After all, this is in Paris, France,
Where an excesssive amount of conceit
Can be both expected and forgiven.
No, it's the bas-relief below the painter
That I object to, his "Raft of the Medusa,"
Reproduced in bronze, now oxidized to green,
As if shyly trying to shed its notoriety,
Drift away, and anchor amidst the lush foliage.
After the French frigate Medusa ran aground,
Close to a hundred fifty souls, those without clout,
Were jammed onto a raft made of masts and planking.
Rank and prestige had piled into the six lifeboats
Which first tried to tow the raft behind them,
But soom cut it loose, that umbilical cord
Of humanity that threatened their own survival.
After fifteen days, the strongest fifteen remained.
Soldiers and officers had been thrown overboard first,
Order and leadership jettisoned like moldy rations
As despair flexed its muscles and vented its anger
Upon the minions of the state that had betrayed them.

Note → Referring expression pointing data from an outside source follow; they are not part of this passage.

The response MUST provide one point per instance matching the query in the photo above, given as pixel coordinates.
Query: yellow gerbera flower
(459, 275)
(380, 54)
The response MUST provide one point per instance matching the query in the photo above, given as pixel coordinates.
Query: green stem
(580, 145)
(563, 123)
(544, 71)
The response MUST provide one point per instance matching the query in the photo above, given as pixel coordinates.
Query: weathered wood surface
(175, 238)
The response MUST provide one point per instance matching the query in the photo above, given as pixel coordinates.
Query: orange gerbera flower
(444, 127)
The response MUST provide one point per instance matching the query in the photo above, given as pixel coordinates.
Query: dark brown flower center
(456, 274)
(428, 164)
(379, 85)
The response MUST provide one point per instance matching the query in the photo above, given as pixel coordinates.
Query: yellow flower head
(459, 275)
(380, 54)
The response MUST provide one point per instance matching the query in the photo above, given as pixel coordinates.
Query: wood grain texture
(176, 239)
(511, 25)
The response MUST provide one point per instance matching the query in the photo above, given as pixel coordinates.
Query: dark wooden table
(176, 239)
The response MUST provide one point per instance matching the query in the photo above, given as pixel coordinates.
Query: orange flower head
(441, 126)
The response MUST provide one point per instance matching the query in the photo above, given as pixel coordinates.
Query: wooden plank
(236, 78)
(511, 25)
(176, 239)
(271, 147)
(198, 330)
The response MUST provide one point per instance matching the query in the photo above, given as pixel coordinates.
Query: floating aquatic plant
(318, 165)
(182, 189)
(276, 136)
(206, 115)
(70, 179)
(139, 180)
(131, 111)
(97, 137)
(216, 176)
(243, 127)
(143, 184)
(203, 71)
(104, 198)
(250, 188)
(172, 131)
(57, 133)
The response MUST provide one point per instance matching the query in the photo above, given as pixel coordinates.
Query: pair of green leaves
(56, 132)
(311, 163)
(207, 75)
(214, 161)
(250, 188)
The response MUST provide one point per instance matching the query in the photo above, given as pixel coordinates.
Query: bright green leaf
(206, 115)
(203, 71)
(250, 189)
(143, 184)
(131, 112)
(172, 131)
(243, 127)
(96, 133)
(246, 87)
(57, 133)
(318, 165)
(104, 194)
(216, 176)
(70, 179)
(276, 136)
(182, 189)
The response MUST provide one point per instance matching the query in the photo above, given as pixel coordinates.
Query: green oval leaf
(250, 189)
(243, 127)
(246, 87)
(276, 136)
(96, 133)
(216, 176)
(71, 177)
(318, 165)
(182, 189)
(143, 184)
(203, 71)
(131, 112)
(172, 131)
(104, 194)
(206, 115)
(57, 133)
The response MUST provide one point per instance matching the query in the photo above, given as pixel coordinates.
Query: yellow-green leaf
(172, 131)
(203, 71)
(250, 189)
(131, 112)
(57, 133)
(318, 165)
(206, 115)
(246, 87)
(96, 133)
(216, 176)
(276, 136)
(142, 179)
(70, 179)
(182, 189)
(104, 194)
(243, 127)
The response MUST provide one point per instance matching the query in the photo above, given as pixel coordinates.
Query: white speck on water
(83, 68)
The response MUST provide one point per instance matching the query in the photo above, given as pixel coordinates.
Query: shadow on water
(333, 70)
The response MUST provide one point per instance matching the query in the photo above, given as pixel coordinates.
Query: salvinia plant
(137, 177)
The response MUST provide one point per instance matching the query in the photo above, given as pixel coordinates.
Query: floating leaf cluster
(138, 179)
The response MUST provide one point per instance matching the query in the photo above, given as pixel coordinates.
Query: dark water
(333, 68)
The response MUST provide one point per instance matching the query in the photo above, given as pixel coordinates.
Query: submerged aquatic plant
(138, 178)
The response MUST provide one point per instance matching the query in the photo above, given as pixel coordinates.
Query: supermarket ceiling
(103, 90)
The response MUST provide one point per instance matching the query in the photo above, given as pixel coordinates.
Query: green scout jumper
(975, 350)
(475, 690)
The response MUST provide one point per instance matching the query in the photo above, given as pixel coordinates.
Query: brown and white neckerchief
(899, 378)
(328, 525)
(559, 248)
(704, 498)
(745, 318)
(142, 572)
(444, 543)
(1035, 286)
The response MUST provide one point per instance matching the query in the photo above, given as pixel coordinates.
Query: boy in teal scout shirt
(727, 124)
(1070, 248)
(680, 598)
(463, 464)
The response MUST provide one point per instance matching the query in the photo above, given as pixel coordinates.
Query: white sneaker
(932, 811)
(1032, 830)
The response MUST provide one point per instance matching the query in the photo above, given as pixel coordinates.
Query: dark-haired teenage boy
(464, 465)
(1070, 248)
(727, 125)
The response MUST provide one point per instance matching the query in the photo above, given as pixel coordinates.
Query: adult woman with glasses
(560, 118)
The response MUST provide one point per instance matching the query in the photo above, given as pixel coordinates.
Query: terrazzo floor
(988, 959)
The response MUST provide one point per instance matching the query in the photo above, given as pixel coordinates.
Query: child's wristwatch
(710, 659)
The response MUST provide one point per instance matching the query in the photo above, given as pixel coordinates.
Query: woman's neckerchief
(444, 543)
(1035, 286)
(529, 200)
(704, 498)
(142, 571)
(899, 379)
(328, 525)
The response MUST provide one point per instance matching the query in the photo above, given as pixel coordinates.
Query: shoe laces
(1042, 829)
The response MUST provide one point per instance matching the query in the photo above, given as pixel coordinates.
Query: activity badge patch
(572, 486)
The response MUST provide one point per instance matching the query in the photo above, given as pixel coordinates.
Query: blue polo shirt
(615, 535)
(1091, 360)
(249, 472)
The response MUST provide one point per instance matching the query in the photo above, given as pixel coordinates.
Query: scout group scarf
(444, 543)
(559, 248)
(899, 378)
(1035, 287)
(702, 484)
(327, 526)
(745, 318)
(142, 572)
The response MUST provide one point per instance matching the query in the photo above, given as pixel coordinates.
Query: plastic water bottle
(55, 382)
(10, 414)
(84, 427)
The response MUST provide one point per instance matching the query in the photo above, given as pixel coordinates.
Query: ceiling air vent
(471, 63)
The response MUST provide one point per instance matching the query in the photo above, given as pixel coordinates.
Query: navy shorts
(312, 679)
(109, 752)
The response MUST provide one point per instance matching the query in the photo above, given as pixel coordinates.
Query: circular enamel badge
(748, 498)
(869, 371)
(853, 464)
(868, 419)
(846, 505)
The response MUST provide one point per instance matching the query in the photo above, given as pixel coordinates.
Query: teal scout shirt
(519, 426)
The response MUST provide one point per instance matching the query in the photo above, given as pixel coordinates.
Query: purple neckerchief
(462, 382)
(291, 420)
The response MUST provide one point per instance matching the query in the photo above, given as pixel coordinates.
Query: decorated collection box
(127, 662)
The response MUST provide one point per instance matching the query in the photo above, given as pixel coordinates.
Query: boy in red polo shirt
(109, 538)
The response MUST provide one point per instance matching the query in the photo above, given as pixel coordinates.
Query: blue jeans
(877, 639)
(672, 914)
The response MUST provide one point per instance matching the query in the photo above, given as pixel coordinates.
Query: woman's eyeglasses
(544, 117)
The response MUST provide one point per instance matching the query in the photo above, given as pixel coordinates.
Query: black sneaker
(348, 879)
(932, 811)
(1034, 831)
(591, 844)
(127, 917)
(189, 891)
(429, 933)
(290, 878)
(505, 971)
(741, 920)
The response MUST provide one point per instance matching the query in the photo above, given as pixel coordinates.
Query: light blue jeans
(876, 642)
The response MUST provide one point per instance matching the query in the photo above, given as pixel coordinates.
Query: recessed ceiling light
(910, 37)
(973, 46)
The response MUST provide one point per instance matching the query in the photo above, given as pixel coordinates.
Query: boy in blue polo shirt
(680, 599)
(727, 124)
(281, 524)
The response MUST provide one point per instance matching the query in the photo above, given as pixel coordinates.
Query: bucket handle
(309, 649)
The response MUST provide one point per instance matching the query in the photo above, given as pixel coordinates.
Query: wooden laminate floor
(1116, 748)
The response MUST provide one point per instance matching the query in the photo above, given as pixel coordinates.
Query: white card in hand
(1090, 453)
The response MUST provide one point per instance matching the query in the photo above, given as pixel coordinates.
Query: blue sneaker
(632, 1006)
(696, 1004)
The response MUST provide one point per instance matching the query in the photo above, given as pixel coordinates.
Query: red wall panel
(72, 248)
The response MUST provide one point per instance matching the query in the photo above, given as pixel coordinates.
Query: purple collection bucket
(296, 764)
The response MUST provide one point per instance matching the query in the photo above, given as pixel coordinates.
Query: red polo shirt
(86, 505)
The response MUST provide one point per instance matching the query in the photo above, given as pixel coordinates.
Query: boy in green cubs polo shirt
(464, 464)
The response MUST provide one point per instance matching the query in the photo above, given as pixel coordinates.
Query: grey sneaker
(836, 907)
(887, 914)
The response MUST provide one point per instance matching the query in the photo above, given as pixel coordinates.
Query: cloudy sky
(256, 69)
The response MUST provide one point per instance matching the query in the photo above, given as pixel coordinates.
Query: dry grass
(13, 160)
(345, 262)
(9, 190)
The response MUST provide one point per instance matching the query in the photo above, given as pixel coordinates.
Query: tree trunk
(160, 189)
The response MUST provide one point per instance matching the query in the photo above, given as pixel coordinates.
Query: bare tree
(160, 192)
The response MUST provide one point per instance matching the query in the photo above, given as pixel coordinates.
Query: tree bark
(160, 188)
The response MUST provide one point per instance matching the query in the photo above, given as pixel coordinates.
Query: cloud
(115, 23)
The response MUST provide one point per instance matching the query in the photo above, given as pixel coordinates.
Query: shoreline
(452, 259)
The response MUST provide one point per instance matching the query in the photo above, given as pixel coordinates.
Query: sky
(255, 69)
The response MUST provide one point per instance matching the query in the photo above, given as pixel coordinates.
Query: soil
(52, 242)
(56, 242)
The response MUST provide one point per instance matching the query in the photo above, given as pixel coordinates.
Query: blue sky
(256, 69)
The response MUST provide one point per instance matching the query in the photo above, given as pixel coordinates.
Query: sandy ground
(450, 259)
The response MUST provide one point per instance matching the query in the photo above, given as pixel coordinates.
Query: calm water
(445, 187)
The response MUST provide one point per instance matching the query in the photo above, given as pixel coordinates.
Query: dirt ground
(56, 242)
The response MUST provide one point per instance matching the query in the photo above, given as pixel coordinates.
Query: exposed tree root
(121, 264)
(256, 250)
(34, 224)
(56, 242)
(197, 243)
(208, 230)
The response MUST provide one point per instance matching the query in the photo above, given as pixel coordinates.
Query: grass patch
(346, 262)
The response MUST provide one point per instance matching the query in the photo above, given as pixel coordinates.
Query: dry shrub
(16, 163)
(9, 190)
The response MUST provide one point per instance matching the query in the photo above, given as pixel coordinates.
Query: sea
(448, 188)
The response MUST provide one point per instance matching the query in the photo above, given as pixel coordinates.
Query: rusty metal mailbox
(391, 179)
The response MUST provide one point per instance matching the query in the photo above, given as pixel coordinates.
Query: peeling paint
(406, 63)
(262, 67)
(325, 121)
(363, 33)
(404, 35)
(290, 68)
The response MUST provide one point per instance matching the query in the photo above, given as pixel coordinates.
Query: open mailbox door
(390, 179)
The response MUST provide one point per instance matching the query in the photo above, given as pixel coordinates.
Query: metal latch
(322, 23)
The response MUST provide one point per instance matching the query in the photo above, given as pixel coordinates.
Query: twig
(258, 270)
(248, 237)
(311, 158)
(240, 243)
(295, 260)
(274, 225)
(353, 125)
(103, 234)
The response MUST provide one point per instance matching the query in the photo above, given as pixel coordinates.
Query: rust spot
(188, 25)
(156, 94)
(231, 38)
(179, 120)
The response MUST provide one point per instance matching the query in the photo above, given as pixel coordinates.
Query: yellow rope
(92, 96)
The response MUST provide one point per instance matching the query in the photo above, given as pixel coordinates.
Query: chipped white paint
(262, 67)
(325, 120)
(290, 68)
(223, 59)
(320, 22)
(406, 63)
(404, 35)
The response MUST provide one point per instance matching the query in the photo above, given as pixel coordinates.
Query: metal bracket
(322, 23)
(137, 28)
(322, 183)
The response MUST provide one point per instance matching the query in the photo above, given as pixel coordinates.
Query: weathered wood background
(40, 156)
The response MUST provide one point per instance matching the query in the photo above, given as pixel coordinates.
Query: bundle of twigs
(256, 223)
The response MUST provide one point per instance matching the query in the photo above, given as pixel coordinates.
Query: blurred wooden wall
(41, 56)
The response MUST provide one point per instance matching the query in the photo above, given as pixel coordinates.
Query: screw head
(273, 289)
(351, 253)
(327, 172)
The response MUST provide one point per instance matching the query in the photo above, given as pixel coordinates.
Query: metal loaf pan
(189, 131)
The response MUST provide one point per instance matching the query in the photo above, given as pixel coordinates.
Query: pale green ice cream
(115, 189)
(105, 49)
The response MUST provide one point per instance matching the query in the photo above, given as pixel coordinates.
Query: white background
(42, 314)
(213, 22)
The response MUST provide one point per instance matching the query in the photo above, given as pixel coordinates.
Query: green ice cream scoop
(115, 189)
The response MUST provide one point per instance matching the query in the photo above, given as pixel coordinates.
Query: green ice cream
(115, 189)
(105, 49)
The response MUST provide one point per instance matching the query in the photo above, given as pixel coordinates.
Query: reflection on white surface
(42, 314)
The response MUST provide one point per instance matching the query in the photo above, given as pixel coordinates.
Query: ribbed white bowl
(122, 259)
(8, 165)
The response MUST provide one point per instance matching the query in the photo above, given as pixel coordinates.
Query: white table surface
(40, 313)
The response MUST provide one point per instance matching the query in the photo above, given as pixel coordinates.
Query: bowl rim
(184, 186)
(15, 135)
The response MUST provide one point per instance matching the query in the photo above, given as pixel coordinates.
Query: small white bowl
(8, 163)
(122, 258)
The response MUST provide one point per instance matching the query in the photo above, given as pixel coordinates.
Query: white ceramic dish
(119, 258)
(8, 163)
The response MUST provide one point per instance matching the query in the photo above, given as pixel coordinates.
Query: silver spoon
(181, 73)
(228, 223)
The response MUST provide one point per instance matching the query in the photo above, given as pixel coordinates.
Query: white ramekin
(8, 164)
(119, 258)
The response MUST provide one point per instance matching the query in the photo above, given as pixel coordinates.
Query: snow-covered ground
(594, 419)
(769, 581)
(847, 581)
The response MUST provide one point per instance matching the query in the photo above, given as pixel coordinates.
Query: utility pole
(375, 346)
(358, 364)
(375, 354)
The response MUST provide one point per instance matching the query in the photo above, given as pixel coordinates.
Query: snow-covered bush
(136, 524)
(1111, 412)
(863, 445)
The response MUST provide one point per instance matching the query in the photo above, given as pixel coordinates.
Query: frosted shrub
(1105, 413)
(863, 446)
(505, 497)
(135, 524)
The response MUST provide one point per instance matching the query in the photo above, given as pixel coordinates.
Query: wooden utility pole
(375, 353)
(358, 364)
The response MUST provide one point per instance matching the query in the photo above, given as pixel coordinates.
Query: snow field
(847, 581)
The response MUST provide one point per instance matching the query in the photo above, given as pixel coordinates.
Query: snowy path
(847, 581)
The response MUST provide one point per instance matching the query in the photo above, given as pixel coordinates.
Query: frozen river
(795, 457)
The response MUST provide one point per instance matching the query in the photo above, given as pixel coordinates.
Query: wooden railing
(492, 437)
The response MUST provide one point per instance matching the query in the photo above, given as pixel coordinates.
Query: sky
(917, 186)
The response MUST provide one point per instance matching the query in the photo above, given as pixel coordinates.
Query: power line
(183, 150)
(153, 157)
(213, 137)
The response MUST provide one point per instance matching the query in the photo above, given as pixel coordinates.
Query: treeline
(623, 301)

The weak and the wounded were next thrown overboard,
As they all had been, but without the pretense of a raft
As a salve for conscience. Maddened by thirst, heat
And hunger, those left finally resorted to cannibalism.
The painting depicts emaciated survivors
Frantically waving to attract a distant ship,
Waves rearing up behind them, hope illuminated
By an eerie storm-breaking light that frames
The raft in storm-bred shades of brown,
Surging seas soil-sodden from the sandbar,
Menacing clouds laden with Saharan dust;
Earthtones reaching out to engulf exhausted men
Poised between the ecstacy of deliverance
And the hopelessness of abandonment.
One wanders a cemetery seeking some solace,
Some life-affirmation amidst the marble tributes.
One looks for hope, some affirmation of God's love,
His mercy, his heaven, and perhaps immortality.
This artist's harrowing depiction of men
As evil and brutish beasts summon dark images
To intrude upon the stark stone finality of death.
Yes, this bas-relief is inappropriate here.